Une chronique de Guillaume RAFFIN
En contrebas du village, au fond de la combe des Croilles, se cache un magnifique ouvrage hydraulique longtemps oublié. Beaucoup de Bollénois, pourtant familiers des lieux, en ignoraient l’existence. Pourtant, grâce à la mémoire indéfectible de Jean MAUPEU, nous avions pu repérer, dissimulés sous le lierre et la salsepareille, les restes de canaux, de bassins et de plusieurs tunnels bien conservés. Le cadastre « napoléonien » de 1826 montre bien cet aménagement. Le repérage sur le terrain correspond tout à fait au plan levé au XIXè siècle.
Description des aménagements
Le canal est installé dans le fond de la combe des Croilles (le thalweg) à l’endroit où convergent les eaux de ruissellement. Il débute en contrebas de la route d’accès au village et descend jusqu’au vieux chêne de Saint-Pierre. Les témoignages indiquent qu’un écoulement permanent existait dans sa partie basse jusque dans les années 1960 au moins, puisque certains se souviennent y avoir pêché. Aujourd’hui, l’écoulement a cessé. C’est dans la partie amont que nos travaux ont commencé. C’est la zone où la pente est la plus forte et où l’écoulement devait donc être le plus fort pendant les orages. C’est pourquoi elle a fait l’objet d’aménagements particuliers : _ Deux tunnels d’une vingtaine de mètres chacun. Le tunnel amont est le plus long, il a reçu deux regards aménagés au pied des restanques qu’il traverse. _ Un massif de pierres au débouché du deuxième tunnel est construit pour détourner le flux d’eau vers la droite à 90° et ainsi le ralentir.
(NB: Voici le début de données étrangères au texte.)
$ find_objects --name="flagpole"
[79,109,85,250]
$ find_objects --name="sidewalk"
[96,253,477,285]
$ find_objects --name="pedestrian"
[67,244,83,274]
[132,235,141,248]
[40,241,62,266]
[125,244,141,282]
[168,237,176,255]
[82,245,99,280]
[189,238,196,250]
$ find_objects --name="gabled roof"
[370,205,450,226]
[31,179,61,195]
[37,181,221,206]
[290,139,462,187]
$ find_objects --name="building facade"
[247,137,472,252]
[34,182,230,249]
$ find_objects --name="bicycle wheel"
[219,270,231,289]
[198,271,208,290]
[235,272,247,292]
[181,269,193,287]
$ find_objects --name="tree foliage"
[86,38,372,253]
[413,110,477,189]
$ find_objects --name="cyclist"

Il s’agissait probablement d’éviter la formation d’une ravine en aval. _ Plus bas, dans les partie où la pente est plus faible, le plan cadastral montre l’existence d’au moins un bassin (deux autres sont mentionnés par Jean Maupeu). Il était pourvu de vannes et devait permettre la décantation des eaux de ruissellement chargées en sable.
Datation et hypothèses de fonctionnement
L’ensemble des ouvrages est construit en utilisant la technique de la pierre sèche, comme les restanques et la borie qui se trouvent dans les environs. Aucune trace de mortier n’a été observée, ni dans les murs ni dans les voûtes. Le fond du canal est constitué du rocher naturel qui a été creusé pour présenter une pente régulière. Le parois ne reçoivent aucun dispositif d’étanchéité. Des blocs de taille hétérogène sont utilisés. Ils proviennent tous des carrières de calcaire local. Ils sont généralement grossièrement équarris. Leur taille varie d’un vingtaine à près de soixante-dix centimètres de longueur. On remarque que les blocs les plus gros ont été utilisés autour des ouvertures des tunnels.
La technique de construction observée rattache cet aménagement à l’architecture vernaculaire provençale, dont l’usage se développe entre le XVIIe et le XIXe siècle. Le cadastre nous indique que ces aménagements sont antérieurs à 1826. On sait par ailleurs que la population du village a atteint son maximum dans les années 1750, au moment de la remise en exploitation des carrières du Chameau. On peut raisonnablement supposer que cet aménagement est contemporain de cette époque, les carrières ayant pu fournir une bonne partie des pierres. Il a nécessité un travail collectif important de la part des villageois, soucieux de préserver les terrasses de culture située en contrebas du village qui étaient les plus fertiles, bénéficiant de l’exposition au sud et de la présence d’eau. Le savoir-faire des carriers a été fort utile pour bâtir l’ouvrage.
Il reste que la fonction exacte de cet ouvrage nous échappe. Il est certain que dans la partie amont l’écoulement des eaux ne devait pas être permanent. Aucune trace de sédimentation n’existe, et ni les parois perméables, ni la pente forte n’auraient permis de stocker l’eau. Il n’existe pas non plus de traces de vannes dans cette portion du canal. Pour autant, un écoulement existait bien en amont. La tradition orale garde en effet le souvenir d’une source au fond de la combe, à laquelle les habitants du village envoyaient parfois les enfants chercher de l’eau (source: Jean MAUPEU et Robert BOUCHON). Nous n’avons pas, pour le moment, réussi à la localiser. Le débit de la source devait être modeste en temps normal, mais le canal a une section importante (environ 1,2m de large pour 1m de hauteur pour le tunnel amont). Nous supposons donc qu’il a été conçu pour évacuer les eaux de ruissellement de surface et pour recueillir les eaux qui s’infiltraient à travers les terrasses et s’écoulaient par les parois des restanques pendant les fortes pluies.